The suit, which seeks class action status, also cited the company’s failure to disclose certain facts — like an ongoing SEC investigation of the company — which if known publicly, would have dissuaded investors from buying up company shares, traded on the NASDAQ Exchange.
The suit, filed by a firefighters’ pension plan, also named Nadal as a defendant. He resigned under fire from the company on July 20, and has already agreed to pay back to the company some $20 million in improperly expensed items and retention bonuses that he did not earn.
Company CFO David Doft was also been named in the suit along with former Chief Accounting Officer Michael Sabatino, who was relieved of his duties in April and left the company around the same time as Nadal.
The suit claims that the violations took place between September 24th of 2013 and April 27th of this year (the so-called “class period”) when the company disclosed that it was being investigated by the SEC for trading and accounting irregularities, including the sketchy expense items claimed by Nadal.
The suit cites numerous “false and misleading statements” in company SEC filings and other public statements during the class period.
Nadal, CFO David Doft and Sabatino, the suit alleged, “are liable as participants in a fraudulent scheme and course of conduct that operated as a fraud or deceit on purchasers of MDC common stock by disseminating materially false and misleading statements and/or concealing materially false and material facts.”
That scheme misled investors about MDC’s business, operations and management and the “intrinsic value of MDC common stock,” per the complaint.

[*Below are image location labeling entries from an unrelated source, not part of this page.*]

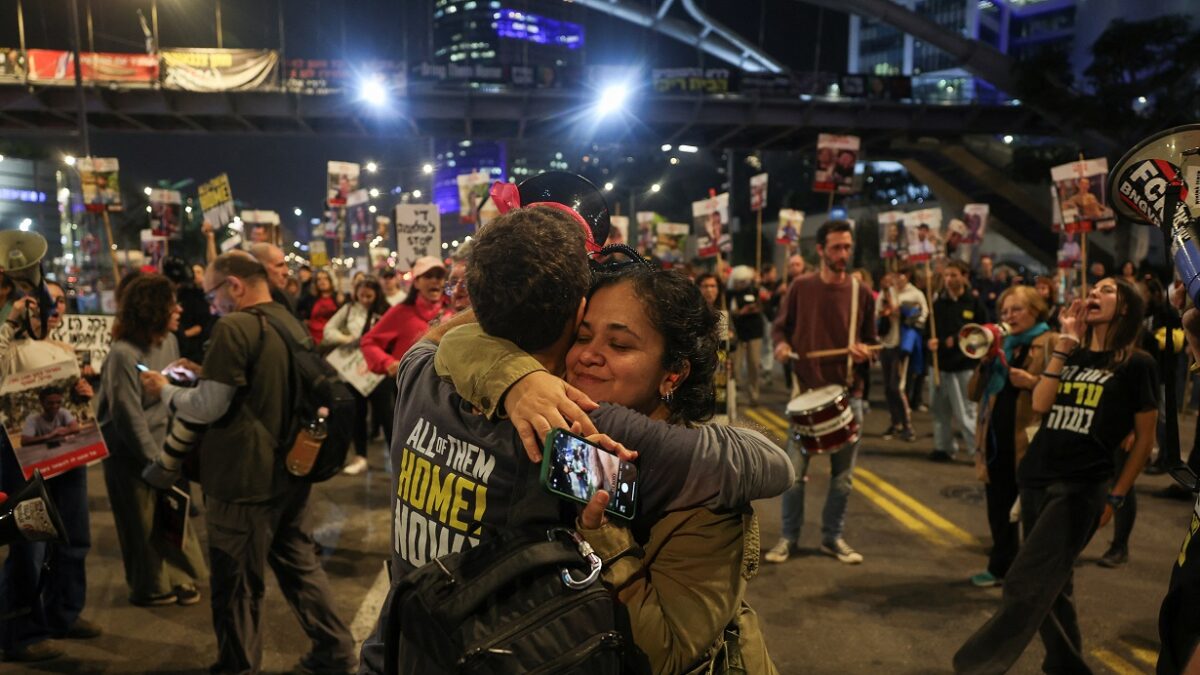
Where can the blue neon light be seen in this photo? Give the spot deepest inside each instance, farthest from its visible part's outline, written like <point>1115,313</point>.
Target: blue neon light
<point>533,28</point>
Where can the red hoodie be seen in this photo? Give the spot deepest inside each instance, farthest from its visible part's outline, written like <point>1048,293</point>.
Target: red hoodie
<point>397,330</point>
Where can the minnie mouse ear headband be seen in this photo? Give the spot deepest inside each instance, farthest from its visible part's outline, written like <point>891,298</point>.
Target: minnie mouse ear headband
<point>568,192</point>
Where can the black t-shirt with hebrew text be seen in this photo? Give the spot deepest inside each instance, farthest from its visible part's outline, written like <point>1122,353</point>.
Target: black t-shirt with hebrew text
<point>1093,411</point>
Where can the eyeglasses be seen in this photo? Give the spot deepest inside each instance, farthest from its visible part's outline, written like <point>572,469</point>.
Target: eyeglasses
<point>213,294</point>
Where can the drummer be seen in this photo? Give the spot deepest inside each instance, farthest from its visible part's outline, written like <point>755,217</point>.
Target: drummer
<point>826,310</point>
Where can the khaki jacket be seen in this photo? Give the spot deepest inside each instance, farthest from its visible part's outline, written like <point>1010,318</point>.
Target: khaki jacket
<point>683,589</point>
<point>1027,422</point>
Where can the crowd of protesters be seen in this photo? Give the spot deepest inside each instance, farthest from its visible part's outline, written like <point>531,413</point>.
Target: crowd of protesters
<point>695,334</point>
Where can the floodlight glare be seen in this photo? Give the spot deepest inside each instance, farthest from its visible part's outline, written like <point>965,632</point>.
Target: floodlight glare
<point>612,99</point>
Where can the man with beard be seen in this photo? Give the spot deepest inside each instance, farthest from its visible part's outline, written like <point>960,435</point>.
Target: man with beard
<point>822,312</point>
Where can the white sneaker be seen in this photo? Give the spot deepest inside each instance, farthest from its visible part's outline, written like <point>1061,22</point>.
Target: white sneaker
<point>358,465</point>
<point>841,550</point>
<point>780,551</point>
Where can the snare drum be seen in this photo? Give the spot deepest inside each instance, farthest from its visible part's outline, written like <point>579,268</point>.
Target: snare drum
<point>822,420</point>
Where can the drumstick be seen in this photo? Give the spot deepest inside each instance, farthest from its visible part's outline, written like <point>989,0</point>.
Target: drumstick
<point>838,352</point>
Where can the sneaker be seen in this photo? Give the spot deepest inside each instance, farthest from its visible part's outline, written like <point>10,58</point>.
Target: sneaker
<point>1114,557</point>
<point>155,601</point>
<point>841,550</point>
<point>187,596</point>
<point>34,652</point>
<point>780,551</point>
<point>358,465</point>
<point>82,629</point>
<point>985,580</point>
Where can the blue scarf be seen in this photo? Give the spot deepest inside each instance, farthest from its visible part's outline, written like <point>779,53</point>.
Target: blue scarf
<point>999,372</point>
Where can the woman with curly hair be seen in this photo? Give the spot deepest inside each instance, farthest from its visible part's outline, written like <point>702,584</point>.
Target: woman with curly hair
<point>157,572</point>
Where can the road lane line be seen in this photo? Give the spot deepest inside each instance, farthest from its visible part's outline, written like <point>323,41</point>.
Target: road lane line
<point>369,611</point>
<point>1115,663</point>
<point>901,515</point>
<point>1149,657</point>
<point>921,509</point>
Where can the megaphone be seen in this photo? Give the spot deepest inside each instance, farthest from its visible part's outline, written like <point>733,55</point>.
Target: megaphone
<point>21,260</point>
<point>983,340</point>
<point>29,515</point>
<point>1149,186</point>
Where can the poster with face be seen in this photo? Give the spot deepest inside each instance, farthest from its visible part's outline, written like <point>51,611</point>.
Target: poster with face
<point>924,232</point>
<point>975,217</point>
<point>791,222</point>
<point>167,214</point>
<point>342,178</point>
<point>834,169</point>
<point>1080,189</point>
<point>619,231</point>
<point>100,183</point>
<point>647,221</point>
<point>709,217</point>
<point>757,192</point>
<point>472,190</point>
<point>893,243</point>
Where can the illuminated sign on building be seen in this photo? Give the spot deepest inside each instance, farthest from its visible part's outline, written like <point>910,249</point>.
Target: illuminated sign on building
<point>13,195</point>
<point>522,25</point>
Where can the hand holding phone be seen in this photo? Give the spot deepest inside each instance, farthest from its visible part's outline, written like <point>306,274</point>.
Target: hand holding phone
<point>575,469</point>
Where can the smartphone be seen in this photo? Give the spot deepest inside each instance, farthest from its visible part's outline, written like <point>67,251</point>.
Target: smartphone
<point>575,469</point>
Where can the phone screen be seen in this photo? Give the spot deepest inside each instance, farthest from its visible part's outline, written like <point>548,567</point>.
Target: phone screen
<point>576,469</point>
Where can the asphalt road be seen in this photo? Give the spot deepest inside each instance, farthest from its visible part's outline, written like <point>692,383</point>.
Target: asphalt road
<point>906,609</point>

The alleged deceptions enabled Nadal, Doft, Sabatino and other company insiders to collectively sell their personally held MDC common stock for proceeds in excess of $163.7 million according to the suit, while plaintiff and other shareholders were induced to purchase company shares at “artificially inflated prices.”

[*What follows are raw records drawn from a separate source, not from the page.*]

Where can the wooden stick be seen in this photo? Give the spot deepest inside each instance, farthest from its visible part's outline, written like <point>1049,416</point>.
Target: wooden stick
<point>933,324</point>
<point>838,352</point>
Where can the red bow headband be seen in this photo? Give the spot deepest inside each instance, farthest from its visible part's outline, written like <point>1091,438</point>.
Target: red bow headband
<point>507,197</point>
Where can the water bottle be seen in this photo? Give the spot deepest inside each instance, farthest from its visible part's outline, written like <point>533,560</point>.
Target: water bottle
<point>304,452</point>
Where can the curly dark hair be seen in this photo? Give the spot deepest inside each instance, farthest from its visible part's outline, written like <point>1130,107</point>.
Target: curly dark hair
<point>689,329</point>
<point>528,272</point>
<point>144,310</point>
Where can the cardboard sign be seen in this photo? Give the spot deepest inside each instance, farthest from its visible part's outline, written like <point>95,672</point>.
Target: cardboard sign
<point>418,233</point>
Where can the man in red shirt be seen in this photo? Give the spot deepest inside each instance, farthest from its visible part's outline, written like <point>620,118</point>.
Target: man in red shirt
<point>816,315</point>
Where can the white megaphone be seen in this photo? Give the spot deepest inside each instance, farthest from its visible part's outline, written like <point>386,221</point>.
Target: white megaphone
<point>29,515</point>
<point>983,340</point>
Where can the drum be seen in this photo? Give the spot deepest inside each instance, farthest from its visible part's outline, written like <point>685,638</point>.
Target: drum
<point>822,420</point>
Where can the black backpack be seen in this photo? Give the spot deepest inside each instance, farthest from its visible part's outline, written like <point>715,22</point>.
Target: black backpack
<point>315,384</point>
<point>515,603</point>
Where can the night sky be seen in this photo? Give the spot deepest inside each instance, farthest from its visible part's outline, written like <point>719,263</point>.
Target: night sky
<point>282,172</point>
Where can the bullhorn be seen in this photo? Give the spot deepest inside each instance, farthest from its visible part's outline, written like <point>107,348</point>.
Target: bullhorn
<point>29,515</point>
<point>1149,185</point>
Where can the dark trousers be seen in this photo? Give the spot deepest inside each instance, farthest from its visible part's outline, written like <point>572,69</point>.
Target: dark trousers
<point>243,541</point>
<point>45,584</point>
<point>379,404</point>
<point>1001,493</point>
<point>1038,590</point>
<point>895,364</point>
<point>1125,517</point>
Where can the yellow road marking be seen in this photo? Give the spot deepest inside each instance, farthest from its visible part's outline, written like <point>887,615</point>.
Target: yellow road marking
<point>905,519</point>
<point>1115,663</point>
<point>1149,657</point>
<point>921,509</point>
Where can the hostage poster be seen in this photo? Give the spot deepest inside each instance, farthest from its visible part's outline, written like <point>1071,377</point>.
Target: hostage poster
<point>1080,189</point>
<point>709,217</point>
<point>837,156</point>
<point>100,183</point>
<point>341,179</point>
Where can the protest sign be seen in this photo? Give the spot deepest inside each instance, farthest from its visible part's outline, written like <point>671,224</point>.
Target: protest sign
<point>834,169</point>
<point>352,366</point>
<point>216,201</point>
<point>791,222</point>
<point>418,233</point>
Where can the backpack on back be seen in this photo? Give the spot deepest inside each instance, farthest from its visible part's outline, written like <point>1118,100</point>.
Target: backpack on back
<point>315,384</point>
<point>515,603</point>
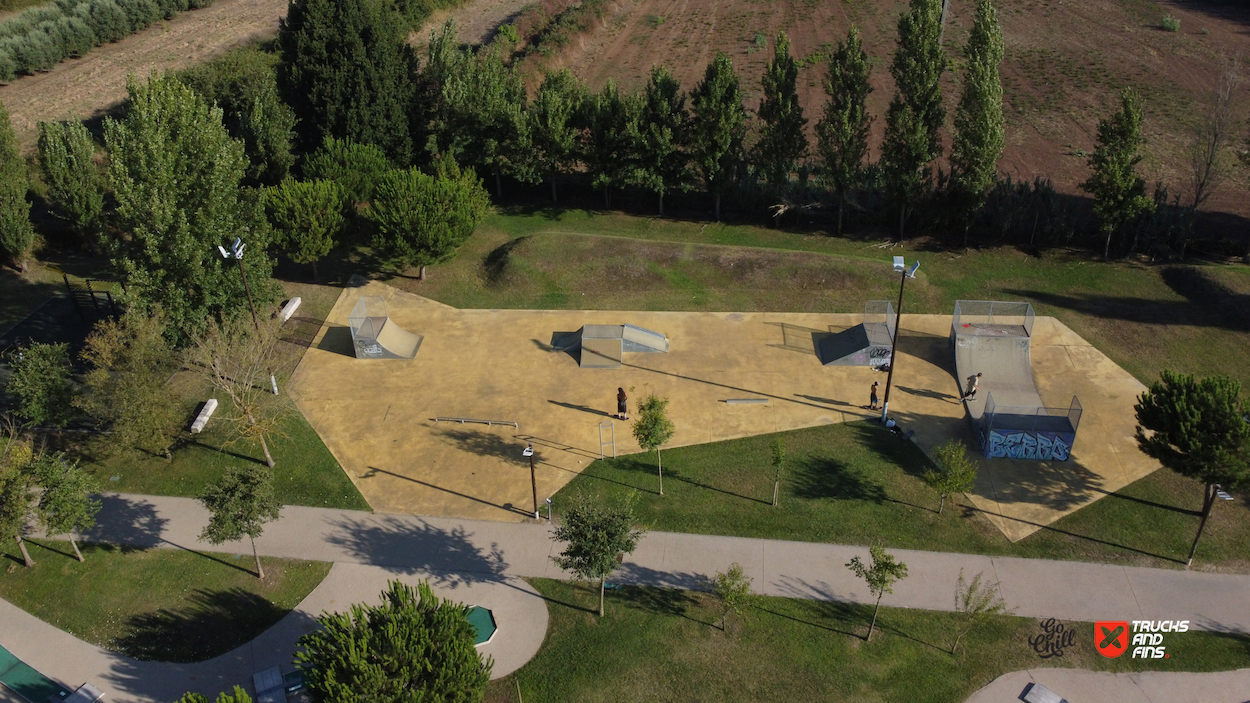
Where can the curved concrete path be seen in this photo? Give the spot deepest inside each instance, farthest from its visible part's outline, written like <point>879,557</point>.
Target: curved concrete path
<point>1080,686</point>
<point>519,611</point>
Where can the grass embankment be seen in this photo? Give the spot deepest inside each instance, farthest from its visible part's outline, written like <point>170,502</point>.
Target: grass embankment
<point>658,644</point>
<point>1189,318</point>
<point>856,483</point>
<point>160,604</point>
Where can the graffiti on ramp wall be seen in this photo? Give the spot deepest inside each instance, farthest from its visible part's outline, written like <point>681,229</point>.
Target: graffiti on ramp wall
<point>1023,444</point>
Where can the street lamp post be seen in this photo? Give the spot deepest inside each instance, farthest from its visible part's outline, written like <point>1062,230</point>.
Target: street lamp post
<point>900,268</point>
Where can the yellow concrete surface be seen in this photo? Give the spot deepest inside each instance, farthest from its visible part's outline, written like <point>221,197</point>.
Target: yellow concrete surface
<point>376,415</point>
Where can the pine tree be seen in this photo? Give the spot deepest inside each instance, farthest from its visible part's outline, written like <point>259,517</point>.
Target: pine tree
<point>781,139</point>
<point>914,120</point>
<point>663,141</point>
<point>16,235</point>
<point>553,124</point>
<point>65,156</point>
<point>175,174</point>
<point>979,124</point>
<point>718,126</point>
<point>841,134</point>
<point>1119,193</point>
<point>348,71</point>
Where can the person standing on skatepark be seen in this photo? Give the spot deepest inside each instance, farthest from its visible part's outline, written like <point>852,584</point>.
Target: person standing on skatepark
<point>973,380</point>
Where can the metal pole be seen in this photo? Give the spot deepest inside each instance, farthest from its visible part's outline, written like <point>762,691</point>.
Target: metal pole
<point>894,344</point>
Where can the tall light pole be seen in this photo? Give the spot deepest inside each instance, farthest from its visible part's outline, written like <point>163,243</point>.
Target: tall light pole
<point>235,252</point>
<point>904,274</point>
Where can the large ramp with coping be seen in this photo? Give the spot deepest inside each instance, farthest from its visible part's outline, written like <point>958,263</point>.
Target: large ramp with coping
<point>1011,420</point>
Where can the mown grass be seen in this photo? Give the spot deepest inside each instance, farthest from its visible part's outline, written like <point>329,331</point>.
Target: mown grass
<point>659,646</point>
<point>856,483</point>
<point>159,604</point>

Plaintiff and other shareholders outside the company would have avoided the stock, at least at the prices they paid, “if they had been aware that the market prices had been artificially and falsely inflated by Defendants’ misleading statements.”
Most of the insider gains during the class period were received by Nadal. During that time, Nadal sold 5.6 million MDC common shares for proceeds totaling approximately $146.2 million, per the suit.
When MDC finally disclosed the ongoing SEC investigation in late April — about seven months after it began — the stock plummeted by nearly a third. The stock has continued to drift downward and is now about 40% down from its high this year. The shareholder suit was filed Friday after the close of the stock markets. Today MDC Partners is down about 3% in midday trading to $17.06.